The significant unobservable inputs listed above would have a direct impact on the fair values of the above instruments if they were adjusted. Consequently, significant increases or decreases in the forward prices of electricity or natural gas in isolation would result in a significantly higher or lower fair value for Level 3 assets and liabilities. Generally, interrelationships exist between market prices of natural gas and power. As such, an increase in natural gas pricing would potentially have a similar impact on forward power markets. At December 31, 2022, a hypothetical 10% increase or decrease in market prices of natural gas and electricity would change the fair value of the Company's derivative portfolio, classified as Level 3 within the fair value hierarchy, by $37.6 million.
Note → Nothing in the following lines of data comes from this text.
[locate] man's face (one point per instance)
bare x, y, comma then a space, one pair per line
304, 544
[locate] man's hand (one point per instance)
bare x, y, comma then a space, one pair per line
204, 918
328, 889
Long-Lived Assets Measured at Fair Value on a Nonrecurring Basis
Puget Energy records the fair value of its intangible assets in accordance with ASC 360, “Property, Plant, and Equipment,” (ASC 360). The fair value assigned to the power contracts was determined using an income approach comparing the contract rate to the market rate for power over the remaining period of the contracts incorporating non-performance risk. Management also incorporated certain assumptions related to quantities and market presentation that it believes market participants would make in the valuation. The fair value of the power contracts is amortized as the contracts settle.
ASC 360 requires long-lived assets to be tested for recoverability whenever events or changes in circumstances indicate that its carrying amount may not be recoverable. One such triggering event is a significant decrease in the forward market prices of power.
Puget Energy evaluated the triggering event criteria in ASC 360 during 2022 and 2021 and determined there was no indication of impairment of its power purchase contracts.